August 31, 4:02 PM PDT We have resolved the issue affecting network connectivity within a single Availability Zone (usw2-az2) in the US-WEST-2 Region. Beginning at 10:58 AM PDT, we experienced network connectivity issues for Network Load Balancer, NAT Gateway and PrivateLink endpoints within the US-WEST-2 Region.
At 2:45 PM, some Network Load Balancers, NAT Gateways and PrivateLink endpoints began to see recovery and by 3:35 PM, all affected Network Load Balancers, NAT Gateways and PrivateLink endpoints had fully recovered. The issue has been resolved and the service is operating normally.
— from AWS Service Health Dashboard
Regions and Zones
In order to better explain the incident, we need to dive a little bit into what AWS regions and availability zones are.
AWS has the concept of a Region, which is a physical location around the world where we cluster data centers. We call each group of logical data centers an Availability Zone. Each AWS Region consists of multiple, isolated, and physically separate AZs within a geographic area.
Each AZ has independent power, cooling, and physical security and is connected via redundant, ultra-low-latency networks. AWS customers focused on high availability can design their applications to run in multiple AZs to achieve even greater fault-tolerance.
— excerpt from AWS Regions and Availability Zones
Picture - Multiple Availability Zones in an AWS region
Regarding the incident, requests to any service deployed in the impacted availability zone (data center) were very slow, or failing (timing out) at a higher rate - in the case of this incident our telemetry measured a fail rate around 10-15%.

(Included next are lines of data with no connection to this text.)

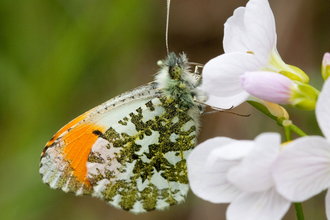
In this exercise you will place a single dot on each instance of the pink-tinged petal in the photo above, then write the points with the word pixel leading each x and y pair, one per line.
pixel 235 150
pixel 302 169
pixel 322 109
pixel 227 102
pixel 269 86
pixel 235 38
pixel 327 204
pixel 253 174
pixel 260 205
pixel 209 183
pixel 260 28
pixel 221 74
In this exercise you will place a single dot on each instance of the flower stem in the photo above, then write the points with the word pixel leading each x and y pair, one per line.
pixel 297 130
pixel 299 211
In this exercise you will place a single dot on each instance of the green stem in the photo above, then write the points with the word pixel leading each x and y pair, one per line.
pixel 287 132
pixel 288 127
pixel 297 130
pixel 299 211
pixel 279 121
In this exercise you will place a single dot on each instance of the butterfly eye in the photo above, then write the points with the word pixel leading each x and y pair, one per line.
pixel 175 72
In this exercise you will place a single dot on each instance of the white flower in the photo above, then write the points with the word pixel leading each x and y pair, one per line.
pixel 303 167
pixel 223 170
pixel 326 66
pixel 250 45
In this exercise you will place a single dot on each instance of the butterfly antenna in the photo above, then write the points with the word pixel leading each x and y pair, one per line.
pixel 167 21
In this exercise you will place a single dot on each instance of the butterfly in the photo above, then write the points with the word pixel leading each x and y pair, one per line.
pixel 131 151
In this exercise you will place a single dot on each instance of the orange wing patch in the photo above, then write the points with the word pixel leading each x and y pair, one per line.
pixel 64 158
pixel 79 142
pixel 66 127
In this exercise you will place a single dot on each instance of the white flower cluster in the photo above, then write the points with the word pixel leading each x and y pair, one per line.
pixel 260 178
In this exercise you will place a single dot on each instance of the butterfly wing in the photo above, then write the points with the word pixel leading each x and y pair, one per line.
pixel 130 151
pixel 63 160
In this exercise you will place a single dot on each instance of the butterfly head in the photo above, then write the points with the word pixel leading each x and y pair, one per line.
pixel 177 81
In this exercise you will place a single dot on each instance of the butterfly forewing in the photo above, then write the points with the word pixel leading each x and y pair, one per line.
pixel 63 161
pixel 131 150
pixel 139 163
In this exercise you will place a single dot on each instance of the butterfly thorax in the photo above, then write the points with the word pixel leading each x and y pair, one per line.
pixel 177 82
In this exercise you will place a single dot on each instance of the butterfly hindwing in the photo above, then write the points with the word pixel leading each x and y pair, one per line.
pixel 139 163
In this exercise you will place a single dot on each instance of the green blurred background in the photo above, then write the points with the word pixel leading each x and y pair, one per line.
pixel 59 58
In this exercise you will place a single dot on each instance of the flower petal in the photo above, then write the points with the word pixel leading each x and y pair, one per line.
pixel 303 168
pixel 209 183
pixel 253 174
pixel 322 110
pixel 235 150
pixel 269 86
pixel 221 74
pixel 235 38
pixel 261 205
pixel 260 28
pixel 327 204
pixel 227 102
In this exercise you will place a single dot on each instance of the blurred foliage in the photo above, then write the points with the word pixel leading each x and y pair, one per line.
pixel 59 58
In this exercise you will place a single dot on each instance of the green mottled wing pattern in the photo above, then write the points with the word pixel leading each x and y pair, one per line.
pixel 139 163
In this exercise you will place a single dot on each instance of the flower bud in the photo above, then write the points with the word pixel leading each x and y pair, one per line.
pixel 326 66
pixel 304 96
pixel 276 88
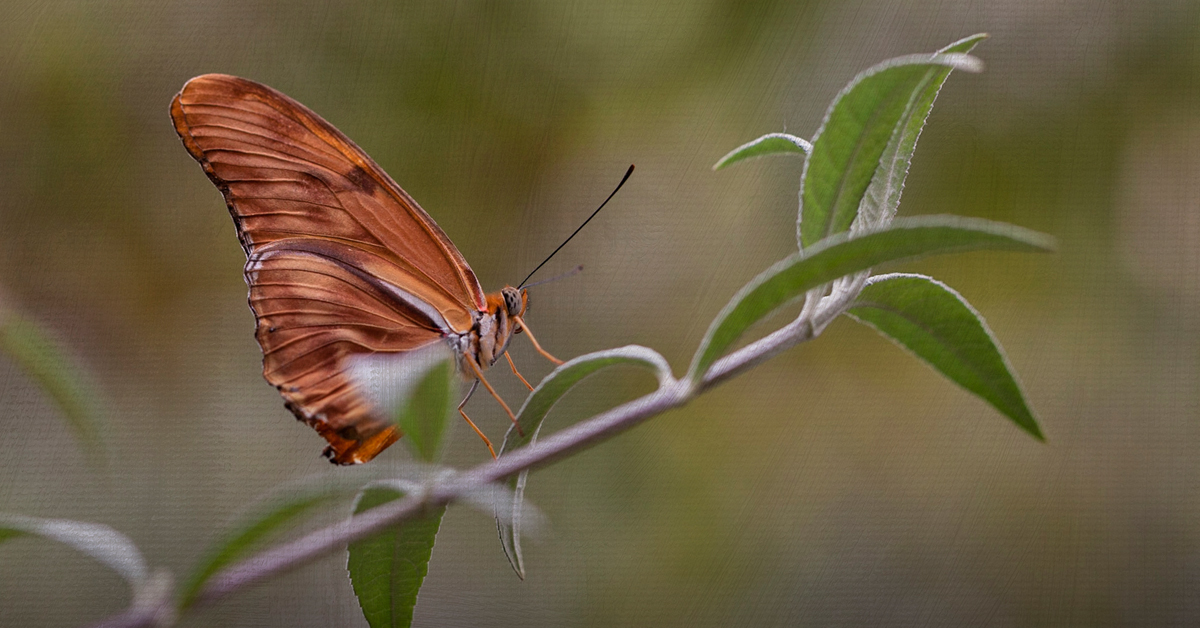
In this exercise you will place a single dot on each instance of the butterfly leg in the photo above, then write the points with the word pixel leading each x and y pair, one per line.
pixel 479 376
pixel 473 426
pixel 535 345
pixel 516 372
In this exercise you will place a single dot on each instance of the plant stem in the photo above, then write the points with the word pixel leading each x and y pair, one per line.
pixel 546 450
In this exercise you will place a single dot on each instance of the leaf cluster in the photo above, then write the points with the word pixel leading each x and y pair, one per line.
pixel 853 175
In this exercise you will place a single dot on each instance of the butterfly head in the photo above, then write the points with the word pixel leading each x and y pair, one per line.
pixel 516 300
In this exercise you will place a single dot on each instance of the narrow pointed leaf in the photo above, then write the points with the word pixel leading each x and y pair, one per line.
pixel 882 197
pixel 387 569
pixel 767 144
pixel 533 413
pixel 843 255
pixel 417 389
pixel 47 363
pixel 855 135
pixel 939 326
pixel 276 513
pixel 100 542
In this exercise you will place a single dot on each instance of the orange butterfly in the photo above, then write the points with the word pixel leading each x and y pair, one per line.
pixel 340 261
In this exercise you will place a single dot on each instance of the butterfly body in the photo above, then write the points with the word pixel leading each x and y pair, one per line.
pixel 340 261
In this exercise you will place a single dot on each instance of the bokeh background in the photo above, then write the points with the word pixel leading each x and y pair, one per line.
pixel 841 484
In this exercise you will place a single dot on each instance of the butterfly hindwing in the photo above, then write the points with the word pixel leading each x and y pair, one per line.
pixel 340 259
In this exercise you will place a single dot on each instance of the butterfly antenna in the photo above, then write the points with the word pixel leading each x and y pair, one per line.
pixel 630 171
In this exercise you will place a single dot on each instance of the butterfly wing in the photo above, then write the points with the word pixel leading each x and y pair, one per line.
pixel 340 259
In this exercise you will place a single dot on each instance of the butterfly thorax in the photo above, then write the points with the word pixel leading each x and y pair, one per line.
pixel 489 338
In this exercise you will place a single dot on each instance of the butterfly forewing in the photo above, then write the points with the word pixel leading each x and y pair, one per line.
pixel 340 259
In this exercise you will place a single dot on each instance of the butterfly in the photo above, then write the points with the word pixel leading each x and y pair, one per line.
pixel 340 261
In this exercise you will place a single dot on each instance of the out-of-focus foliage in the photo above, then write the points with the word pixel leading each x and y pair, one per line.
pixel 841 484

Cloud applications (usually) consist of multiple services. Here are a few examples of how the impact could look like. If a fictional application:
- was leveraging only the affected AZ with their services it would be failing at 10-15% rate.
- had a key service in the affected AZ, other services would be ok, but anything depending on the key service would be failing.
- had any networking component (balancer, ingress) deployed in the affected AZ, those requests would be failing.
- was following AWS well architected framework guidance to “Distribute workload data and resources across multiple Availability Zones”, and was running multiple instances of each service distributed across multiple AZs, every request reaching replica of any service in the given AZ would fail (would timeout in this specific case) at an elevated rate.
In OneLogin, we are focused on high availability, so the system is designed to leverage multiple AZs (usually at least 3 in a given region).
Note: Since we follow the recommended high-resiliency, high-availability practice, we allow for cross-zone calls. But if the whole AZ is failing, it means that the request can fail on each layer of the topology. So, in the case of a complex solution with many inter-service calls, the total failure rate for each end user request may be higher than the raw Availability Zone fail rate (depending on the inter-service calls topology).
Picture - OneLogin deployment in US with Availability Zone affected
Login Clusters: To The Rescue!
In my previous post, I described how we designed Login Clusters as a way to achieve ultra high scale and reliability. This incident gave a clear opportunity to test that architecture!
So how did we do?
Thanks to our mature telemetry and synthetic monitoring, our engineers and ops were promptly alerted to the issue right at the onset of the incident at 11:00 AM.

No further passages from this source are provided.